The same house?  A different house?  The coal burning, black smoke belching octopus of a boiler’s been replaced by a quiet clean forced air heater and air conditioner.  Somewhere inI between it had been converted to a gas powered boiler.  But the house is still cozy and warm in the winter.  The narrow kitchen with a countertop deficit now has square yards of granite wonderfulness.  The same?  Different?  The mom of the house was Carrie, today it is Bev, with perhaps more than a dozen moms in between.  Mom Carrie and Mom Bev both gave birth to a son named Harry, married a skinny mustached type ‘A’ husband, and rightfully took great pride in their house.  But Carrie lived and died at a time when few women were in the workforce, and Bev’s a hospital administrator.  Bev cooks with clean burning gas but Carrie had to find someone to chop firewood.  Carrie’s house was at the edge of town, the same house, now Bev’s, is considered to be in the middle of Sheridan.
Bev and I have slept in the African Room, the one that was Carrie and Harry’s Master Bedroom.  Have our conversations about the kids, the business, the neighborhood echoed theirs?  Did Carrie remind Harry she’d not be home to cook dinner because she would be with the church ladies, as Bev has reminded me?  Did Harry ever hug his spouse in that room and tell her “she’s the best thing that ever happened to him”?  The night before Harry headed back east on his September 1926 trip to Tennessee, did they talk late into the night like it was the last time? Most certainly it was, for he died in on September 26 in Columbia, Tennessee.

So Sam’s shard of wood was petrified.  But this house?  Its alive.

I think our visitors would agree.

Friday, March 9, 2012

Coal Bin Flag


The dirtiest part of resurrecting this old house was cleaning the coal bin.

If you’ve never been in a coal bin, you may not have a sense of how coal dust can get everywhere. I mean ev-er-y-where.  Coal dust is insidious.  It gets everywhere on your body – even in places you didn’t know you had places.  And it instantly goes airborne when disturbed from its decades-long slumber.

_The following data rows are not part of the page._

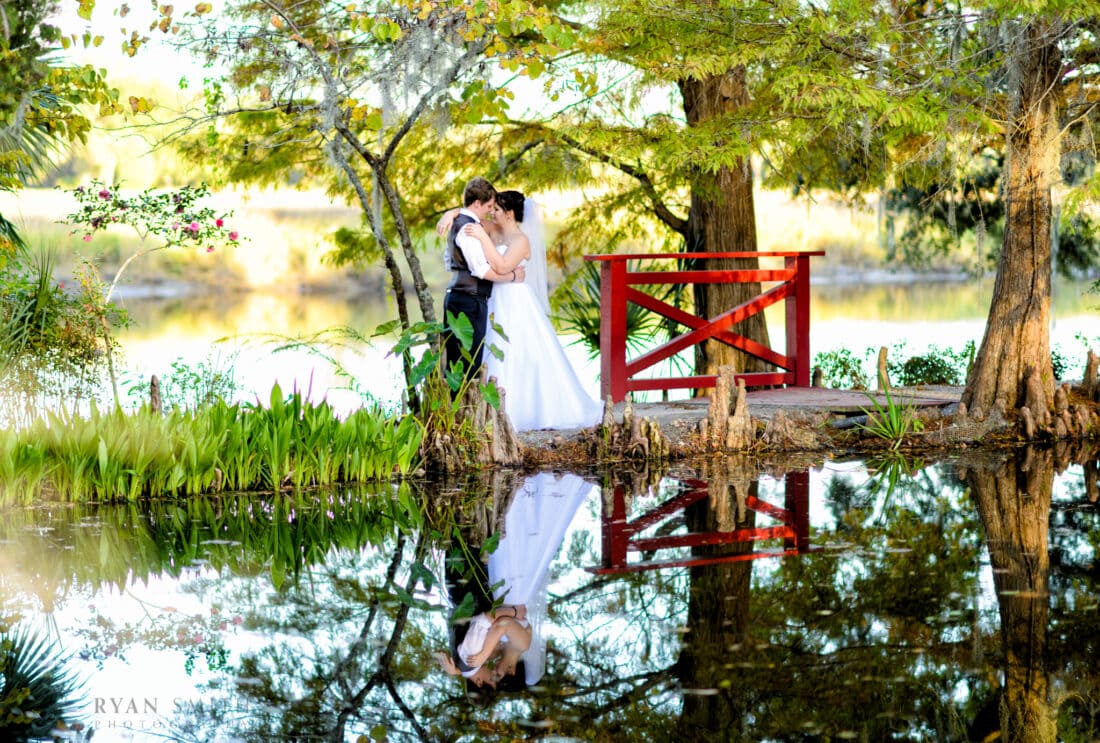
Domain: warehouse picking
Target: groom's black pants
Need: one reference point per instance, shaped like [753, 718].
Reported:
[476, 309]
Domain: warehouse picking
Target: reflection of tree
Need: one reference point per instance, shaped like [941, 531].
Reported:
[364, 665]
[718, 601]
[1014, 500]
[879, 635]
[870, 640]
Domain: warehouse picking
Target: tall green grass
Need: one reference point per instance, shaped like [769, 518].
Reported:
[119, 456]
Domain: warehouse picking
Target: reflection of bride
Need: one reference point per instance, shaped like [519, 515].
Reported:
[541, 389]
[499, 642]
[534, 528]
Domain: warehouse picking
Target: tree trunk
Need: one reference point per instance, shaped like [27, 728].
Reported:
[723, 219]
[1014, 504]
[1018, 332]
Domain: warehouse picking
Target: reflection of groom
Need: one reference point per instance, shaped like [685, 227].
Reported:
[472, 275]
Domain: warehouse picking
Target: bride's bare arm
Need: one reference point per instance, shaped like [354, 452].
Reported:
[517, 251]
[443, 226]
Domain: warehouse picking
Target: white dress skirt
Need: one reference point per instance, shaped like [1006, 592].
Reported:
[541, 389]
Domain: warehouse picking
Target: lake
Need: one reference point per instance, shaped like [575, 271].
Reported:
[727, 601]
[243, 330]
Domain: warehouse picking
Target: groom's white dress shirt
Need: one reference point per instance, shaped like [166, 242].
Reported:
[472, 249]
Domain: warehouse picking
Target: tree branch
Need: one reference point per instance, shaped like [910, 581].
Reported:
[660, 209]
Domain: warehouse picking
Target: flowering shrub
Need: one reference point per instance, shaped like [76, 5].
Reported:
[172, 217]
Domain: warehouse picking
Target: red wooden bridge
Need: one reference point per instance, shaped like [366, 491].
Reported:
[617, 282]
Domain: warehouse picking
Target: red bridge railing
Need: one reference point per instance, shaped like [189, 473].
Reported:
[620, 375]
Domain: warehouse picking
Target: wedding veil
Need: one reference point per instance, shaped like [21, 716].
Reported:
[537, 263]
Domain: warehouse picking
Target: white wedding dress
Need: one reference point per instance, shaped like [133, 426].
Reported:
[541, 389]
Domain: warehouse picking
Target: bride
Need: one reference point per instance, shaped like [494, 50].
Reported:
[541, 389]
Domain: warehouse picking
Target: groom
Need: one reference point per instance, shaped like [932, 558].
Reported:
[472, 275]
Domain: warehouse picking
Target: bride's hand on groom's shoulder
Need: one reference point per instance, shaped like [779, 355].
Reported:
[443, 226]
[475, 230]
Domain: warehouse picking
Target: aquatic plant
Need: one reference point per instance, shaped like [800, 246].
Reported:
[189, 384]
[39, 696]
[289, 443]
[55, 343]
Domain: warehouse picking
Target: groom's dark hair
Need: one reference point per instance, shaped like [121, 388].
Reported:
[512, 200]
[477, 189]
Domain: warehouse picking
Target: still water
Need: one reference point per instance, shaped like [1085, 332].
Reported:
[735, 600]
[729, 601]
[244, 331]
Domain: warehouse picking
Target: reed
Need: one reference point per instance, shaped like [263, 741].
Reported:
[119, 456]
[891, 422]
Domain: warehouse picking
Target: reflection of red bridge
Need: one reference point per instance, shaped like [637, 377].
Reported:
[622, 536]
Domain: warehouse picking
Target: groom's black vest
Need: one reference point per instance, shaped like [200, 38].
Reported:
[462, 280]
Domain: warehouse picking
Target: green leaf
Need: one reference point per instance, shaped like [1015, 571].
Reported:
[492, 394]
[465, 608]
[462, 328]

A normal shop vacuum filter has no use in this environment.  Coals dust passes right through the filter.  The only way to capture the dust is with one of the expensive filters.

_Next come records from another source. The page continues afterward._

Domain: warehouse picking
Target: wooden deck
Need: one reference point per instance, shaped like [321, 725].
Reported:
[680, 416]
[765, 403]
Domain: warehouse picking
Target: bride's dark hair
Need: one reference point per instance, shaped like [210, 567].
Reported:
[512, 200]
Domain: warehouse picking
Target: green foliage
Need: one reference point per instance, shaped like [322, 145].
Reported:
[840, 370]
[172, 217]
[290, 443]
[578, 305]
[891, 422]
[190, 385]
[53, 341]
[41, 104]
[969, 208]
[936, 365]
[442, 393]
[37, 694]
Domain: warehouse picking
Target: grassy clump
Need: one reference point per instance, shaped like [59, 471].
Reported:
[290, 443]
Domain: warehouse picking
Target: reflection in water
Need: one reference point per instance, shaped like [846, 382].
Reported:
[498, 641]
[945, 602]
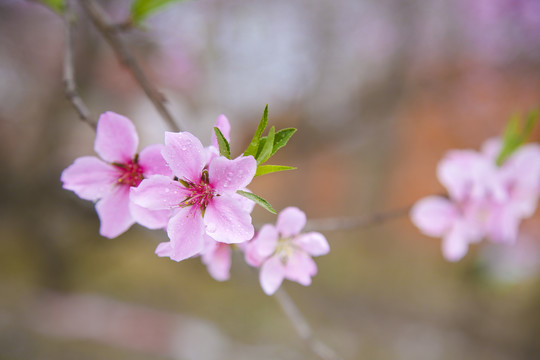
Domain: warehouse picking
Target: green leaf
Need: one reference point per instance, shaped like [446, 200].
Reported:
[57, 5]
[224, 147]
[516, 135]
[254, 144]
[141, 9]
[259, 200]
[267, 146]
[282, 138]
[267, 169]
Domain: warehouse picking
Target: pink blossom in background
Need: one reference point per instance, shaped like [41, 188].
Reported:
[281, 251]
[108, 181]
[485, 200]
[204, 197]
[217, 258]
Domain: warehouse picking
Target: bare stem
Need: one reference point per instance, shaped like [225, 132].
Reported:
[111, 33]
[356, 222]
[302, 327]
[70, 87]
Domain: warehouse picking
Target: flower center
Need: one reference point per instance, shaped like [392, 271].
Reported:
[131, 173]
[201, 193]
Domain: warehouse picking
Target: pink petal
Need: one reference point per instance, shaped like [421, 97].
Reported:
[151, 219]
[186, 231]
[271, 275]
[455, 244]
[245, 203]
[313, 243]
[90, 178]
[218, 261]
[230, 175]
[434, 215]
[463, 173]
[159, 193]
[164, 249]
[264, 243]
[300, 268]
[224, 126]
[116, 138]
[185, 155]
[503, 225]
[113, 212]
[152, 162]
[291, 221]
[227, 222]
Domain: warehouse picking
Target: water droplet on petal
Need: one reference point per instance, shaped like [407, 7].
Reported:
[211, 228]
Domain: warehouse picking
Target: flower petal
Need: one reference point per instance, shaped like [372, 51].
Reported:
[227, 222]
[300, 268]
[503, 225]
[455, 244]
[313, 243]
[230, 175]
[245, 203]
[218, 260]
[271, 275]
[116, 138]
[434, 215]
[464, 172]
[290, 221]
[113, 212]
[186, 231]
[152, 162]
[185, 155]
[89, 178]
[224, 126]
[159, 192]
[151, 219]
[164, 249]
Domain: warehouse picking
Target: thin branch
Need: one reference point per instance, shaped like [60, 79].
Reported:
[70, 87]
[111, 33]
[356, 222]
[302, 327]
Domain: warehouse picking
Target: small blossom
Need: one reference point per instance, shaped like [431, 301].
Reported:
[485, 200]
[203, 197]
[108, 181]
[281, 251]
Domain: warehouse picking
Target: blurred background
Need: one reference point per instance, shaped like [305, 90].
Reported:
[379, 91]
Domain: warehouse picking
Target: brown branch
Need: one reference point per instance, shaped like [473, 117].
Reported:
[302, 327]
[111, 33]
[356, 222]
[70, 87]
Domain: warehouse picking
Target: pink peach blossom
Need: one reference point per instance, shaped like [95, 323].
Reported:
[485, 200]
[204, 197]
[281, 251]
[108, 181]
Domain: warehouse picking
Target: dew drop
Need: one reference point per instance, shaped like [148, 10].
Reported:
[211, 228]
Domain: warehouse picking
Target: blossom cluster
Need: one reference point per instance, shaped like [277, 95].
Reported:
[198, 195]
[487, 197]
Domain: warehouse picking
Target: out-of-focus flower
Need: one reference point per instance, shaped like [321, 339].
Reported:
[281, 251]
[485, 200]
[217, 258]
[204, 197]
[108, 181]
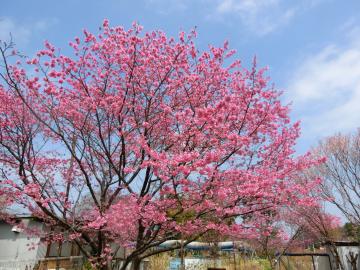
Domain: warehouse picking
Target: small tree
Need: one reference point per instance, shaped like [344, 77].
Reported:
[140, 125]
[341, 173]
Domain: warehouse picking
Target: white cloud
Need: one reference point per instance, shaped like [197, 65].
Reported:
[21, 32]
[259, 16]
[325, 89]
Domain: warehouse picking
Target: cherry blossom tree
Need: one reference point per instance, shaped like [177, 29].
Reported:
[341, 173]
[144, 128]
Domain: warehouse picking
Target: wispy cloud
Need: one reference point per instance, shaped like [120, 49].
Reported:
[258, 17]
[261, 17]
[22, 32]
[325, 88]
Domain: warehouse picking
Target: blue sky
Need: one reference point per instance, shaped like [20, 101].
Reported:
[312, 47]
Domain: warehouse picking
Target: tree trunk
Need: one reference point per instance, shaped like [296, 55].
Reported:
[105, 267]
[135, 264]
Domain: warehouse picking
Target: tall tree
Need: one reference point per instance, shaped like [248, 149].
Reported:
[341, 173]
[142, 126]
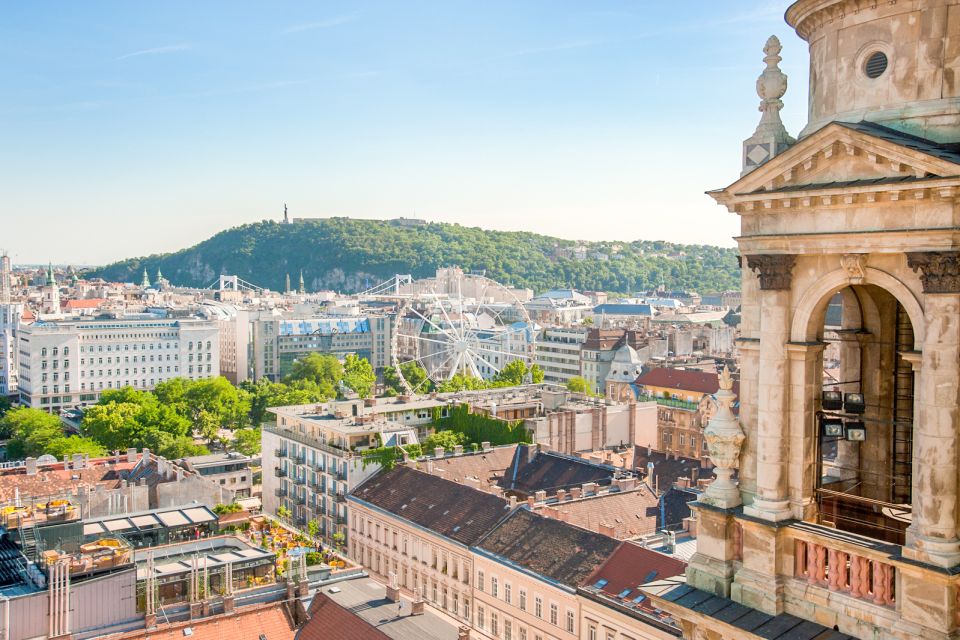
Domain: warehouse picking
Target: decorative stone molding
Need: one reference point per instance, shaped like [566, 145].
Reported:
[939, 270]
[775, 270]
[854, 264]
[724, 439]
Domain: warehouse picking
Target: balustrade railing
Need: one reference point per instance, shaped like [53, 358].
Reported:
[862, 577]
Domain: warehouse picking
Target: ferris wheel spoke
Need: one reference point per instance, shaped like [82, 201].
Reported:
[443, 310]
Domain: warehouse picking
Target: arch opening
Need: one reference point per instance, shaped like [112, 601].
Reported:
[865, 413]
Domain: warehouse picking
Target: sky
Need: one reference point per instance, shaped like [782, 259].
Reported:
[132, 128]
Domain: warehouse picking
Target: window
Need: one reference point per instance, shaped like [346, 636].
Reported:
[875, 65]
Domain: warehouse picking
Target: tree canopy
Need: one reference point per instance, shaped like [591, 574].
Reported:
[347, 255]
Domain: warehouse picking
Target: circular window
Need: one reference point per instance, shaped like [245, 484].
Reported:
[876, 64]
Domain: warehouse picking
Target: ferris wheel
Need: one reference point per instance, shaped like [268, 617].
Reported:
[462, 324]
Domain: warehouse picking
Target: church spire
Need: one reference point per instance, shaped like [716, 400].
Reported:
[771, 137]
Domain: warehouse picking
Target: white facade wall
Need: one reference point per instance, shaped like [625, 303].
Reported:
[63, 364]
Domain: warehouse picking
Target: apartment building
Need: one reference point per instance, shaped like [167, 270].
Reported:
[313, 457]
[492, 564]
[69, 363]
[558, 353]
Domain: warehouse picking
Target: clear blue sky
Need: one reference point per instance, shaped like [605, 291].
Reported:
[129, 128]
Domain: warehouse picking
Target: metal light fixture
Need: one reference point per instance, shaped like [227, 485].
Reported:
[832, 400]
[854, 403]
[856, 430]
[831, 427]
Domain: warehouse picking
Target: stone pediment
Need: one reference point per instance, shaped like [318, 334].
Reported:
[845, 159]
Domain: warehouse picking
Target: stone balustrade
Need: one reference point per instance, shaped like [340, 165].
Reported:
[860, 576]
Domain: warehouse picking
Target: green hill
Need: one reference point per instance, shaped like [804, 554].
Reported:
[350, 255]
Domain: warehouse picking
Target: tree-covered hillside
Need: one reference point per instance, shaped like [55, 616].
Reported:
[350, 255]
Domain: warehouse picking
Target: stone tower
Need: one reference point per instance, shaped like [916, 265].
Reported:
[850, 350]
[51, 294]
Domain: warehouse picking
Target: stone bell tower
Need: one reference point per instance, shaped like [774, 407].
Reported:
[849, 467]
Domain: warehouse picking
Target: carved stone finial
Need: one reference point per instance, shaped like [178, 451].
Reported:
[855, 265]
[771, 137]
[775, 270]
[724, 439]
[939, 270]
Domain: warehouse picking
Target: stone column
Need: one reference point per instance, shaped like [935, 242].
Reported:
[806, 373]
[932, 537]
[771, 502]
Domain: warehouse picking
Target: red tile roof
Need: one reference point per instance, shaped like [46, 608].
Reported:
[629, 567]
[248, 623]
[682, 379]
[329, 621]
[87, 303]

Our coal bin took two days to clean and dismantle.

The best part about the job was finishing.  The second best part was this old flag.

This 48 star flag is easy to date.  Arizona, our 48th state was added in 1912, roughly four years after Harry & Carrie Benham built this great old house.   It was replaced by our current 50 star flag in 1960 when Alaska and Hawaii were added to the Union.  So in 2007 when I found this flag in the coal bin it was between 47 and 95 years old.

I can’t narrow it down any more than that, but I like to imagine the flag was placed there about the time the old coal burner furnace was converted to gas – maybe in the 1950s.

As you can see its pretty well worn out, its been wet too. 

So were a couple of boys using the now abandoned coal bin as a hideout? Did the 1950's mom throw a fit when they came upstairs all black with coal dust?  Ah… if only this old house could tell me more….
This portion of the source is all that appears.